El próximo lunes por la noche, Adolfo Arenas, Joaquín de la Peña o Juan Carlos Heras, los tres candidatos a la presidencia del Consejo General de Hermandades y Cofradías de Sevilla, sustituirá a Manuel Román Silva en el cargo. Desde ese momento, el nuevo presidente y su junta de gobierno, tendrán por delante, en principio, cuatro años para llevar a cabo una de reformas y proyectos que deberán ser refrendados por la Asamblea General de hermanos mayores.
Los tres han manifestado durante esta particular campaña hacia la sede de la calle San Gregorio, que el Consejo tiene que dar una serie de pasos con vistas a su futuro. Pero, ¿cuáles son esos retos que tienen a partir de ahora?
Estatutos. Ha sido el principal caballo de batalla de los tres candidatos. Todos coinciden en que tienen que ser reformados y adaptados a la nueva realidad de las Hermandades y Cofradías. Sin embargo, esta circunstancia se presupone complicada. El último intento, a finales de los 90, quedó sólo en eso. No lo va a tener fácil este nuevo Consejo a pesar de que los estatutos actuales están desfasados y en ellos no se contemplan muchas cuestiones de las hermandades de este siglo XXI.
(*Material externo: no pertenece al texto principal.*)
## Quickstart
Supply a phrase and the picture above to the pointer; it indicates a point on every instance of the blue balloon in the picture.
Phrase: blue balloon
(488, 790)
Convenio con el Ayuntamiento. Será otro de los pilares fundamentales, quizá el primero, que tendrá que abordar el nuevo presidente. El Ayuntamiento quiere negociar este convenio, que es muy beneficioso para las Hermandades, blandiendo el argumento de la ampliación de la Carrera Oficial, algo a lo que se ha opuesto hasta ahora la Asamblea de hermanos mayores. Será una negociación dura que dará mucho que hablar. Y ojo porque aquí hay en juego un dinero suculento, algo que sabe el propio Ayuntamiento.
Acción social conjunta. Podemos escribir que es una de las espinas que tienen clavada el Consejo de Cofradías y su junta superior. Salvo el proyecto «Fraternitas» -para lo que no ha habido casi voluntarios-, no se ha hecho nada en conjunto. Y se antoja como algo fundamental para el devenir de la institución. Es una de las asignaturas pendientes.
La Madrugada. La pasada Semana Santa se puso de manifiesto que esta jornada está cogida con alfileres y un «resbalón» hace que se origine un retraso interminable. Se ha ido capeando el temporal, pero hay que buscar una solución que deje satisfechos a todos.
Vísperas y Resurrección. Dos aspectos que también están en el aire. Las hermandades que procesionan el Viernes de Dolores y el Sábado de Pasión siguen sin contar en los estatutos aunque sean consideradas hermandades de penitencia como las demás que realizan estación a la Catedral. Pero la «laguna» es importante y quieren dejar de ser «las ovejas negras» del Consejo. Y en cuanto a la Resurrección, todo hace indicar que desde la corporación se va a seguir insistiendo en el cambio de día. Se aparcó en su momento, pero no se cerró completamente.
Nuevas cofradías. La estela del Carmen Doloroso y del Polígono de San Pablo quiere ser seguida por otras corporaciones de vísperas y entrar en la nómina de las que realizan estación de penitencia a la Catedral. En principio hay cabida para alguna más, caso del Sol. Pero no hay que olvidar, como escribíamos más arriba, las pretensiones de la Resurrección.
Son algunos de los retos que, una vez haya tomado posesión de su cargo, habrá de afrontar la junta superior en los próximos cuatro años. Lo importante de todo es que no se demore mucho en comenzar el trabajo. Cuatro años pasan en un santiamén.